Skull Base 2007; 17 - A086
DOI: 10.1055/s-2007-981791

Minocycline as a Neuroprotective Perioperative Antibiotic in Skull Base Tumors and Prevention of Delayed Facial Palsies (in Acoustic Neuromas), a Before and After Study

Ryan Janicki 1(presenter), Dan Warren 1, Brian Westerberg 1, Ryojo Akagami 1
  • 1Vancouver, Canada

Introduction: An explanation for delayed neurological worsening is postoperative edema that occurs in the first few postoperative days. Late (7 to 10 days postoperatively) delayed facial palsy is a complication that is outside the regular time interval for “swelling.” Minocycline is a neuroprotective antibiotic. The use of minocycline as a perioperative antibiotic and the rate of delayed facial palsy in acoustic neuroma patients are reviewed.

Methods: Starting July 2005, all skull base patients operated on by the senior author received minocycline as a perioperative antibiotic. Data were collected prospectively since 2002. Acoustic neuroma patients within this group were reviewed and the incidences of early (postoperative day 1 to 4) and late (postoperative day 7 to 10) delayed palsies (defined as immediate postop House-Brackmann grade 1 or 2, progressing to grade 4 or worse) were reviewed.

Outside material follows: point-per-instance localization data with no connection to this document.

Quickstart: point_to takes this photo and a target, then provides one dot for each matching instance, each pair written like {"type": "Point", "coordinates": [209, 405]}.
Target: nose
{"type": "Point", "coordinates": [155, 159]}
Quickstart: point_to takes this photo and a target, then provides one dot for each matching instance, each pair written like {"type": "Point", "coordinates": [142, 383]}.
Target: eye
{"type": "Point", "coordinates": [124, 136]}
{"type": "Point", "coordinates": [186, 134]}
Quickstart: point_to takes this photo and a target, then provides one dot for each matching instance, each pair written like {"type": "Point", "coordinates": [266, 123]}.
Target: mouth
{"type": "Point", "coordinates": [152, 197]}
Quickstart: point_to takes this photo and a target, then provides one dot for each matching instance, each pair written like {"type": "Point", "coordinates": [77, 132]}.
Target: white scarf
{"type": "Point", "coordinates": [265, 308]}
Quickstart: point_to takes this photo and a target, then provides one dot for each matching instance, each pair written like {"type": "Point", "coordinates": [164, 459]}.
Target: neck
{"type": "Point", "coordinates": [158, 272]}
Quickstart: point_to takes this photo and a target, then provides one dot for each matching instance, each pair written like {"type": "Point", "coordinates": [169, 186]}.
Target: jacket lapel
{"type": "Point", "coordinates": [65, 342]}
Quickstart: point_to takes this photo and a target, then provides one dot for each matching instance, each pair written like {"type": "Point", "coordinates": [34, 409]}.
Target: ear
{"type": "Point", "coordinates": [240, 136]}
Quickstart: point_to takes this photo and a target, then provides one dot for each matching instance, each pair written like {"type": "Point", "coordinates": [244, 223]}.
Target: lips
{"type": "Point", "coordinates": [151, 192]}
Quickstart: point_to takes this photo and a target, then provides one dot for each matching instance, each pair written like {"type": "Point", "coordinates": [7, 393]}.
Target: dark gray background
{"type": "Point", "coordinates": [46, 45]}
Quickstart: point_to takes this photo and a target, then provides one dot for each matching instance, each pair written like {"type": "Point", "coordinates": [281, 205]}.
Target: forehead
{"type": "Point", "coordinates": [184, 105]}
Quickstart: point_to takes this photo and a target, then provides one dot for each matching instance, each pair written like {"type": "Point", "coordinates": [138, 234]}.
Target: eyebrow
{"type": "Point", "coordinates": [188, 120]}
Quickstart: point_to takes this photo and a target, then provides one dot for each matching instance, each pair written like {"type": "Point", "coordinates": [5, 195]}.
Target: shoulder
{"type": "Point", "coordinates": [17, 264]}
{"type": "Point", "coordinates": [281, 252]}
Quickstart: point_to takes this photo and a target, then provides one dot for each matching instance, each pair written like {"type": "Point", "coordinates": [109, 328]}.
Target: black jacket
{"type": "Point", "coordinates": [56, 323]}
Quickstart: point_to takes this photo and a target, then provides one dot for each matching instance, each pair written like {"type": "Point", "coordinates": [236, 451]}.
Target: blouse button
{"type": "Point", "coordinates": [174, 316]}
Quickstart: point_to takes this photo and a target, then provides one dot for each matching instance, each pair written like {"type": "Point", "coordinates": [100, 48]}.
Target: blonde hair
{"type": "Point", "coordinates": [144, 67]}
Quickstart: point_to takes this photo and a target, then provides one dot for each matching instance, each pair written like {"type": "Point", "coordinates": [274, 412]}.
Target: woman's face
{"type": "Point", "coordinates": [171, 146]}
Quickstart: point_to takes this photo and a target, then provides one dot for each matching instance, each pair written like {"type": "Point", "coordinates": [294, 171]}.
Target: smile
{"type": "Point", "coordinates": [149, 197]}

Results: There were 122 acoustic neuromas operations (November 2002 to 2006, mean maximum diameter, 2.6 cm, SD1.1 cm). Three with prior radiation were excluded. Ninety-four percent woke up with immediate H-B grade 1 or 2. There were 3 early and 8 late delayed palsies in the 85 patients who did not get minocycline. There was 1 early and 0 late delayed palsy in the 34 minocycline patients (p = 0.04 early + late, p = 0.03 late delayed palsies). All 12 patients recovered to H-B grade 1 or 2.

Conclusion: Minocycline may have neuroprotective effects in preventing delayed facial palsies. Other skull base tumors/structures may benefit as well. This is a preliminary study; more work is required.